The phased reopening in the US has been met with rising numbers of COVID cases around the country. Yesterday, the US set a new record high for new infections as the country recorded 39,000 new cases which surpassed the previous April 24 peak. While 23 states are seeing an increase in new cases on a 7-day moving average basis, ~50% of these new cases are concentrated in 4 states: California, Texas, Florida and Arizona. The share of positive tests is also rising in all these states but California. Looking deeper into the data, we see that daily new cases per million are rising fastest in Arizona. Given the state’s skew towards an older population, the fear is that the current outbreak could lead to a rise in fatalities. In regards to the growth rate in hospitalization, Oklahoma and South Carolina are doing the worst. Similar to Arizona, both of these states have a higher than average population share of those over 65 years old. On the positive side, California’s situation might not be as bad as it appears at first glance. While the number of cases has risen as the numbers of tests have increased materially, the share of positive tests remains flat. On the economic front, the overall economic picture continues to improve. Nevertheless, it is notable that the pace at which small businesses are normalizing has slowed. This is possibly due to voluntary distancing measures given spikes in infections. Recent research has shown voluntary social distancing to be a key driver for the fluctuation in consumer spending. This means that even absent official government measures, states that are experiencing spikes in virus infections can still experience an economic drag. In essence, the tie between the virus and economic performance will be around for the foreseeable future and adds another reason to track hotspots. | |
HERE ARE THE KEY NEWS STORIES FROM OVERNIGHT: | |
- Governors in Texas, North Carolina, Louisiana and Kansas have all halted their re-opening plans amid a spike in cases. The silvering lining is that the death rate has not moved up in line with infections.

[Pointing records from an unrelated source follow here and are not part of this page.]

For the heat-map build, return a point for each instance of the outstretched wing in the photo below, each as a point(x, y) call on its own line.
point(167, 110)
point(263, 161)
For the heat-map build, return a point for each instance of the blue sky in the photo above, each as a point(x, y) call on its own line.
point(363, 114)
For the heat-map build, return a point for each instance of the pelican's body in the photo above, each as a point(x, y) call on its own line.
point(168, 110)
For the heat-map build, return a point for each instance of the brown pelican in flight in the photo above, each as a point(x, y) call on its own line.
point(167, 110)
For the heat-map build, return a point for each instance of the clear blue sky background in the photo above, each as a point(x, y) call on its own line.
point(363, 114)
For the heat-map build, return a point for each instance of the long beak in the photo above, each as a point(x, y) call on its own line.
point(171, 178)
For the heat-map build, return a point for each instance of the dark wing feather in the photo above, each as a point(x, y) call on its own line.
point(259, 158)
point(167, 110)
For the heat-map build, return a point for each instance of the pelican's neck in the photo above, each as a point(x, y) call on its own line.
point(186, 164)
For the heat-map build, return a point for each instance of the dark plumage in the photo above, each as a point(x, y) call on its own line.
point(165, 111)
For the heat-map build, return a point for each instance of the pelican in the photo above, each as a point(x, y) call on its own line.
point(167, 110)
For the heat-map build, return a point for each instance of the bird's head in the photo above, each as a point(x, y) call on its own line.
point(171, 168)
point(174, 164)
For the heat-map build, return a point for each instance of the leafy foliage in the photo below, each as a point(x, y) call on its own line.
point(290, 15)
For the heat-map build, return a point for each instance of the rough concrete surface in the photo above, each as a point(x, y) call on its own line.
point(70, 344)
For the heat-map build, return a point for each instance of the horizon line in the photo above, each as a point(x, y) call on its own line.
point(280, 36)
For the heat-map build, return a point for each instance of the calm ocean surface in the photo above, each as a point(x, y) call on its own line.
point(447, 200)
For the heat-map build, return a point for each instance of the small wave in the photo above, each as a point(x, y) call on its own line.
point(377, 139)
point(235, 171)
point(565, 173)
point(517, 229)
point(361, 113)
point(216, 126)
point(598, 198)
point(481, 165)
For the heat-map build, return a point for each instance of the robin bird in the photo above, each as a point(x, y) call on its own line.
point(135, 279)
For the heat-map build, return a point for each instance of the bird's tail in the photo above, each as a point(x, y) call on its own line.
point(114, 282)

- US consumer spending missed consensus but still rose a record 8.2% in May as lockdown restrictions eased. This month’s positive print follows the sharpest decrease on record last month. Personal income fell less than expected at -4.2% versus expectations for a -6.0% fall.
- Banco de Mexico cut rates by 50 bps to 5.0% yesterday, the lowest level in four years. The bank also signaled that it will continue to ease as is warranted by the economy. The bank also acknowledged that the economic impact of the pandemic will be harsher than initially thought. The next scheduled meeting is August 13, but it is possible that the evolution of economic data could push the bank to act again before then.
- Turkey’s central bank kept rates unchanged despite market consensus for a cut with some economists even calling for a 50 bps cut.
- Equity market volume is expected to surge today as trillions of dollars benchmarked to the S&P and Russell indexes are adjusted to reflect the indexes’ new weightings. While revision have always been closely watched, they take new meaning in the COVID-19 era as sizeable moves in some areas have made changes more significant than normal.